Data analysis: The Recorded data was collected from all the systems and statistically analyzed for factorial designed and tabulated by using JPM Software of SAS, USA.
Results and Discussion
Weight gain
Effect of pre, induce and post molting on live body weight of hi-sex white leghorn layer incontrol feed (CF), low energy feed with turmeric (LEFT),withdrawal feed (WF), low energy feed with aluminum sulfate (LEFA), low energy feed (LEF) groups of floor and cage system.
The results of pre-molting stage were not significant (P>0.05)in the floor and cage system while the results of induce molting were significantly (P<0.05) higher in CF group of floor and cage system. The results of post molting were also significantly (P<0.05) higher in CF group of floor and cage system respectively (Table-05).
Egg production
Effect of dietary feeding methods on the egg production during different production stages.Egg production of starting(76th week), peak (88th) and decline phase (100th) were significantly (P<0.05) higher in LEFT group of cage system (Table-08).
The maximum egg production was recorded in cage system for LEFT group. Interaction showed significant difference between the systems and treatments for egg production. In commercial laying hens, it is most commonly referred to as an induced molt because the hens are brought out of egg production simultaneously. This may be seen in weight loss and decline in egg production during the molt stage as well as an increase in feather quality during post molt under both induced-molting systems. That feather status greatly improved under the induced-molting regimes is important because feather loss during the molt and feather replacement post molt often lead to reduced parasitic load (Clayton, 1999) and thus may enhance the long-term health of the hens, indicating that some type of induced-molting regime promotes hen health and, therefore, well-being.
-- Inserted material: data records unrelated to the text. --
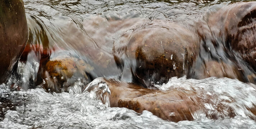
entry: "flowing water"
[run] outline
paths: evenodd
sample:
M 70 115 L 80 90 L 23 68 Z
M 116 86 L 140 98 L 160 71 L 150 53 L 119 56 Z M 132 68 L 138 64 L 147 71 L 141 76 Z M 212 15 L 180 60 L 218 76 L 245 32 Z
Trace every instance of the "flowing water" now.
M 122 24 L 124 29 L 115 27 L 114 30 L 101 28 L 107 24 L 106 21 L 132 19 L 132 23 L 140 24 L 161 20 L 189 28 L 195 25 L 195 21 L 207 17 L 215 10 L 242 1 L 23 0 L 29 33 L 28 43 L 41 45 L 46 50 L 55 48 L 63 50 L 51 52 L 51 58 L 61 55 L 83 59 L 95 67 L 90 75 L 93 78 L 116 77 L 121 75 L 120 80 L 128 82 L 132 81 L 131 73 L 123 72 L 119 66 L 114 65 L 102 70 L 97 67 L 100 65 L 93 65 L 111 63 L 111 59 L 107 63 L 101 62 L 112 50 L 111 45 L 104 43 L 112 45 L 113 41 L 120 41 L 118 35 L 129 28 L 126 25 L 129 26 L 131 23 Z M 113 27 L 115 24 L 119 23 L 109 25 Z M 138 29 L 146 27 L 136 27 Z M 111 33 L 112 31 L 116 32 Z M 84 44 L 87 42 L 93 43 Z M 96 48 L 91 51 L 86 45 Z M 211 47 L 206 48 L 209 51 L 214 49 Z M 95 50 L 98 53 L 93 53 Z M 225 58 L 221 50 L 218 51 L 220 58 Z M 206 57 L 202 58 L 209 58 L 201 52 L 202 57 Z M 90 82 L 83 78 L 74 77 L 69 82 L 71 86 L 67 92 L 46 92 L 35 82 L 41 59 L 38 54 L 28 53 L 27 61 L 19 62 L 16 73 L 8 82 L 0 85 L 0 128 L 256 128 L 256 116 L 248 109 L 256 105 L 254 84 L 227 78 L 211 77 L 198 80 L 187 79 L 186 76 L 172 77 L 166 83 L 156 83 L 155 86 L 161 90 L 194 91 L 203 99 L 211 96 L 210 100 L 204 102 L 207 113 L 199 110 L 193 114 L 194 120 L 174 123 L 163 120 L 146 110 L 140 114 L 126 108 L 110 108 L 108 102 L 103 104 L 93 91 L 82 92 Z M 96 57 L 100 57 L 91 63 L 93 59 L 90 58 Z M 170 57 L 172 58 L 172 55 Z M 226 62 L 232 61 L 227 60 Z M 251 69 L 241 64 L 242 63 L 237 63 L 242 66 L 244 74 L 253 73 Z M 133 63 L 131 61 L 125 63 L 124 69 L 128 68 L 127 64 Z M 175 67 L 174 64 L 174 70 Z M 45 83 L 46 80 L 42 79 L 43 83 Z M 219 105 L 223 108 L 218 108 Z M 230 110 L 233 117 L 228 116 Z M 209 117 L 214 115 L 217 116 Z

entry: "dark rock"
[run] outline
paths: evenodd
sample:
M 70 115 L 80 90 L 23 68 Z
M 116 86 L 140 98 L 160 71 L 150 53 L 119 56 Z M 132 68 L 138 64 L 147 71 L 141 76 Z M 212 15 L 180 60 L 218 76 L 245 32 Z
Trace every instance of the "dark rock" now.
M 28 39 L 22 0 L 0 1 L 0 83 L 4 82 L 24 49 Z

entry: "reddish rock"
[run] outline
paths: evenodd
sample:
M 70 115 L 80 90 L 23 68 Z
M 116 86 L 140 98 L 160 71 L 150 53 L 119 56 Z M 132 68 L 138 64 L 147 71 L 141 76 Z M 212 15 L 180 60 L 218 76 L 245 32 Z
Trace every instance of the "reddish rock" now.
M 22 0 L 0 1 L 0 83 L 10 75 L 28 39 L 27 20 Z

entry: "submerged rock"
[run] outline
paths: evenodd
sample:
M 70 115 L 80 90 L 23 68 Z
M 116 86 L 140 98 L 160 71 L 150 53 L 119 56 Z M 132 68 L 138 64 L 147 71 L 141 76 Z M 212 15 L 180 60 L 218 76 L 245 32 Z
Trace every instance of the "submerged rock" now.
M 24 49 L 28 30 L 22 0 L 0 1 L 0 83 L 4 82 Z

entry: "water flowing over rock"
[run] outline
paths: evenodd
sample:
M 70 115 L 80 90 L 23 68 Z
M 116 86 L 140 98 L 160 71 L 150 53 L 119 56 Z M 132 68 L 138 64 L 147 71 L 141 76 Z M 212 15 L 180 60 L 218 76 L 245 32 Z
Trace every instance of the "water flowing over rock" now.
M 1 0 L 0 7 L 0 83 L 3 83 L 24 49 L 28 31 L 22 0 Z

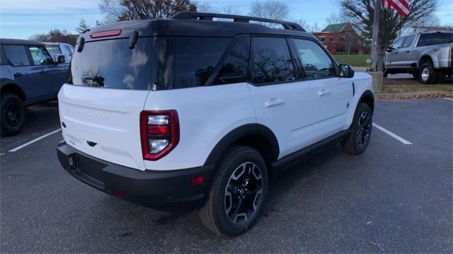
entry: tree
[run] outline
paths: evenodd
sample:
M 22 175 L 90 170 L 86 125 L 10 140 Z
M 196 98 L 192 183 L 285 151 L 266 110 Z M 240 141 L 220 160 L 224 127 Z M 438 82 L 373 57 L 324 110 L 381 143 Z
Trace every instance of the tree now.
M 288 16 L 288 6 L 279 1 L 255 1 L 252 4 L 250 16 L 282 20 Z M 275 24 L 266 24 L 273 28 Z
M 191 0 L 102 0 L 101 11 L 116 21 L 161 19 L 178 11 L 197 11 Z
M 87 24 L 86 22 L 85 22 L 84 19 L 81 18 L 80 21 L 79 22 L 79 26 L 76 28 L 76 31 L 77 31 L 77 33 L 82 33 L 82 32 L 88 29 L 89 28 L 90 25 Z
M 73 46 L 76 45 L 78 35 L 71 35 L 66 30 L 52 29 L 48 33 L 36 34 L 30 37 L 30 40 L 39 42 L 64 42 Z
M 365 40 L 372 37 L 374 1 L 373 0 L 341 0 L 342 12 L 354 24 Z M 398 37 L 403 29 L 418 25 L 436 10 L 436 1 L 432 0 L 409 0 L 411 13 L 406 18 L 394 9 L 381 8 L 378 40 L 378 69 L 384 69 L 386 47 Z

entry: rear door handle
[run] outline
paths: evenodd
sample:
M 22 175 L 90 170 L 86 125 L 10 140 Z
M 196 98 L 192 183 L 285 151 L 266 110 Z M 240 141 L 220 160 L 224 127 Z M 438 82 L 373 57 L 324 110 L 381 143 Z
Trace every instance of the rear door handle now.
M 331 93 L 331 91 L 327 89 L 322 89 L 318 91 L 318 96 L 323 96 L 329 93 Z
M 276 98 L 273 98 L 269 101 L 266 101 L 264 103 L 264 106 L 265 108 L 276 106 L 277 105 L 283 104 L 284 101 L 282 99 L 278 99 Z

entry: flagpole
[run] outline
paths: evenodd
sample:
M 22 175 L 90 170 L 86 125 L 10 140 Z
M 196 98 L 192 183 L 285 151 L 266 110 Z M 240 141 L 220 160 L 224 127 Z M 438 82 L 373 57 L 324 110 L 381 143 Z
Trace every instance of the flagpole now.
M 371 64 L 369 70 L 377 71 L 377 45 L 379 33 L 379 16 L 381 15 L 381 0 L 374 0 L 374 16 L 373 17 L 373 36 L 371 45 Z

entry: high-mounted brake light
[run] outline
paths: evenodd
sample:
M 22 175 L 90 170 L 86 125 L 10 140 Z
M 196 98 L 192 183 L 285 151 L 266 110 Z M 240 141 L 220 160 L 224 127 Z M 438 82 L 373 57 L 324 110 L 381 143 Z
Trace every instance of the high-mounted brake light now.
M 109 30 L 107 31 L 93 33 L 90 35 L 91 39 L 100 38 L 101 37 L 117 36 L 121 34 L 121 29 Z
M 144 159 L 157 161 L 168 154 L 179 142 L 176 110 L 142 111 L 140 138 Z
Hen Day Egg Production, Hen House Production, Fertility and Hatchability percentage
Results of hen day egg production (HDEP), hen house egg production (HHEP), fertility and hatchability were observed significant (P<0.05) in floor and cage system. HDEP, fertility and hatchability were observed significantly higher in group LEFT of floor system, while HHEP was higher in LEFT of cage system (Table-11).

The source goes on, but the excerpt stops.